Больных летом было немного, да и то главным образом приходили вечером, после захода солнца, когда, как известно, люди свободнее.
В последнее время все домашние, а особенно женщины, заметили большие перемены в поведении знахаря. Он начал уделять больше внимания собственной персоне: сапоги начищал ваксой до блеска, купил две цветные блузы, подстригал бороду и волосы, которые раньше лежали у него на плечах, как у попа.
У Зони по поводу франтовства знахаря не было никаких сомнений. Надежный в таких делах женский инстинкт давно подсказывал ей, что безразличный раньше к женским прелестям Антоний Косиба высмотрел в городке какую-то бабу. Первоначальные подозрения, направленные на особу Шкопковой, хозяйки магазина, очень скоро рассеялись. Антоний, действительно, навещал ее магазин, но встречался там только с молоденькой девушкой, которая работала у Шкопковой.
Не один раз встречала ее Зоня. Ее разбирали смех и злость, когда она думала об этих ухаживаниях.
— Эй ты, старый! — говорила она, присматриваясь к собирающемуся в дорогу знахарю. — Чего это тебе вздумалось? Разве она для тебя?.. Опомнись! Для чего она тебе? Ходишь к ней и ходишь, а что выходишь? Тебе нужна здоровая баба, крепкая, не такая белоручка, как она.
— Как раз такая, как ты, — посмеивалась Ольга.
— А хоть бы и такая! А хоть бы! — воинственно наступала Зоня. — Хитрить не буду. Чем я хуже ее?.. Не такая молодая?.. Ну и что? Ты, Антоний, подумай сам, зачем тебе такая молодая?.. Да еще городская! С фанаберией, со шляпами. Грех возьмешь на душу!
— Замолчи, глупая! — отзывался, наконец, не выдерживая, знахарь, а потом отходил, ворча под нос.
— И что только может прийти в голову такой глупой!..

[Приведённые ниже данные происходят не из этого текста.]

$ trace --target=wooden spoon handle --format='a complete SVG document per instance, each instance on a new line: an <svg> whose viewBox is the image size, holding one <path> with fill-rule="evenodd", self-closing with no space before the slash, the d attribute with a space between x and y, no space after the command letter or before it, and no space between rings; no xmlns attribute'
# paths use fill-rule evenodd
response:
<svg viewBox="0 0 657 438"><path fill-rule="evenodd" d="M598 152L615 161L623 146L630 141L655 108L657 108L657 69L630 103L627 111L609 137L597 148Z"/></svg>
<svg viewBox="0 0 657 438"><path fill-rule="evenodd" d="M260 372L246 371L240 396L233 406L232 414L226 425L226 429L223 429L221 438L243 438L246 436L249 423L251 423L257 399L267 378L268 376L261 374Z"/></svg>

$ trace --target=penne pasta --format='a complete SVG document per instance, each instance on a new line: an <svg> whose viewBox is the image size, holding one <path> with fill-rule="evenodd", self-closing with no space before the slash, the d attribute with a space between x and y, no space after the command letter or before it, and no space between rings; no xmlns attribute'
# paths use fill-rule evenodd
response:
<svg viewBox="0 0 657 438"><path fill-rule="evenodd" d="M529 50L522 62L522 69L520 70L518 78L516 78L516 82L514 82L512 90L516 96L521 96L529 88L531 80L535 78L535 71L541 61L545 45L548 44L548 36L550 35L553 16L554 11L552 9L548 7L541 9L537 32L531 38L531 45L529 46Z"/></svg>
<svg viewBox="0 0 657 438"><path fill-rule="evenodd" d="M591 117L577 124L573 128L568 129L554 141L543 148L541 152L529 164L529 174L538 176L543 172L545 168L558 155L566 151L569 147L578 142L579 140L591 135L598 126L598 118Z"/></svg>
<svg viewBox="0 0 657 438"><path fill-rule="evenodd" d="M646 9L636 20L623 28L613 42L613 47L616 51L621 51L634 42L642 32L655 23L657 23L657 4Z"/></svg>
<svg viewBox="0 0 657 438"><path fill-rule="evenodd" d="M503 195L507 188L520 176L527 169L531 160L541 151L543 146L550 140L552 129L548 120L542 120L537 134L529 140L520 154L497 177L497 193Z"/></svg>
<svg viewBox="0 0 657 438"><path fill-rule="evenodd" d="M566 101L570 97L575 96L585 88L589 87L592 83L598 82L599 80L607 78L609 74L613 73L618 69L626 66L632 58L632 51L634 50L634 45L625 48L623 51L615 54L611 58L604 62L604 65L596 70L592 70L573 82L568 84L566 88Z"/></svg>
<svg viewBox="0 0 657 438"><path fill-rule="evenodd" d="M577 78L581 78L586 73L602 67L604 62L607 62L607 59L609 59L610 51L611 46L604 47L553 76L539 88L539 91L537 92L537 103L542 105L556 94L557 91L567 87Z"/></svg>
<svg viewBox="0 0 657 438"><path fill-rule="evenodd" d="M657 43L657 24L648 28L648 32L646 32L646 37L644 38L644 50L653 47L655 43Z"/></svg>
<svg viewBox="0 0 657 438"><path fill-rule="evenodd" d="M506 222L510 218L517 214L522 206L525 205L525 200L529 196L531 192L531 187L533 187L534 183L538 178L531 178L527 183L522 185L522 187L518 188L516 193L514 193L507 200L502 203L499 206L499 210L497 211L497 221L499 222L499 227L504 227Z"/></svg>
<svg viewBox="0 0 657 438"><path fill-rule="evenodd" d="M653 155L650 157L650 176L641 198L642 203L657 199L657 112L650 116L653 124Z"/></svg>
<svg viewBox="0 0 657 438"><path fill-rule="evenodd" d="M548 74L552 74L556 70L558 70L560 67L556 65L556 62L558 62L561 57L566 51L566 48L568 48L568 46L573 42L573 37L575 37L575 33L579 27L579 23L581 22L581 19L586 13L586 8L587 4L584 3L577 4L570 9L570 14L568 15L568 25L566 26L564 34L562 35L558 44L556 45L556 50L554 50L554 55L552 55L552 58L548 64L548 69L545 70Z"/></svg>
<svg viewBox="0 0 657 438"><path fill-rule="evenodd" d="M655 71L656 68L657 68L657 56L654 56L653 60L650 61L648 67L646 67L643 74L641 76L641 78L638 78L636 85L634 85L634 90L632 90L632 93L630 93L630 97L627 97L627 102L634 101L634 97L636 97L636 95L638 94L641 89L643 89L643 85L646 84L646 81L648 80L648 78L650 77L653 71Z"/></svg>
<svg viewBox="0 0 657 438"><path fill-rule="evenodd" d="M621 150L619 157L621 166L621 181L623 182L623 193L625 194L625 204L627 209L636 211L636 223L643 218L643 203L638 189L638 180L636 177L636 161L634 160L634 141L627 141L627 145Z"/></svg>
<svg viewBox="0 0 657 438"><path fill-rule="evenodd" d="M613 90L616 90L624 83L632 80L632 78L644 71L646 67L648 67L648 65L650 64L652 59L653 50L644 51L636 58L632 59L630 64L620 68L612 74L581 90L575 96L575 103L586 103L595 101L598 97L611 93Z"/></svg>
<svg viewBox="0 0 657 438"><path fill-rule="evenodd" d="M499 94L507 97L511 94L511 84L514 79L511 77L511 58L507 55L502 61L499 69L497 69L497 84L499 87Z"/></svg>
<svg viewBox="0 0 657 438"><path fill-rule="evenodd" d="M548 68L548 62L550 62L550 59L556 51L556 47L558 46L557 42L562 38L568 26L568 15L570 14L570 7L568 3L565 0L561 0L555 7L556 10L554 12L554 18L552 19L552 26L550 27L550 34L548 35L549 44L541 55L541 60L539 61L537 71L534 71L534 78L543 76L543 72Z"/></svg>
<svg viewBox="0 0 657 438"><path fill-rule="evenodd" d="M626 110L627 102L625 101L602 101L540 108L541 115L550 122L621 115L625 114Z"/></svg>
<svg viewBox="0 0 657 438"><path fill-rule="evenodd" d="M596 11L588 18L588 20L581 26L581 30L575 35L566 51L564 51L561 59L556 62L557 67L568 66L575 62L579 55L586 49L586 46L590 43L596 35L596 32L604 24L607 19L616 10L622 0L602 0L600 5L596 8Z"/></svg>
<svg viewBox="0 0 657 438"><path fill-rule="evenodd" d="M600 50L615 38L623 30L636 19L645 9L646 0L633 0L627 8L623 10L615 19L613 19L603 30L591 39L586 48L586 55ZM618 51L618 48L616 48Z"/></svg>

В действительности же он считал разговоры Зони переливанием из пустого в порожнее. Он и не собирался жениться. По отношению к женщинам он испытывал неприязнь, над источником которой не задумывался, боялся их и даже пренебрегал ими. Что же касается Марыси из Радолишек, здесь было совершенно другое дело. Марыся была настолько исключительной девушкой, что он считал немыслимым вообще сравнивать ее с женщинами. Мысль Зони о его женитьбе на Марысе была такой нелепой, что даже думать об этом не стоило, а если и задумывался, то лишь для того, чтобы понять, откуда в ее голове могло родиться нечто подобное.
Бывал он в магазине?.. Ну бывал, что же тут такого? Иногда отнесет Марысе какой-нибудь подарок?.. А разве он не имеет права?.. Что любит с ней разговаривать?.. Конечно, предпочитал разговаривать с ней, чем с кем-нибудь другим обсуждать всякие глупости… Бедная девушка, почти ребенок и одинокая, сирота. Как же не полюбить ее, не отнестись к ней сердечно, искренне, бескорыстно! Антоний чувствовал, что и она привязалась к нему, полюбила его от всего сердца, иначе не встречала бы его с такой радостью, не задерживала бы в магазине как можно дольше, не делилась бы с ним своими горестями и переживаниями.
А в последнее время их у Марыси было достаточно. Уже с понедельника она ходила поникшая и, когда он пришел в четверг, сразу заметил, что она плакала.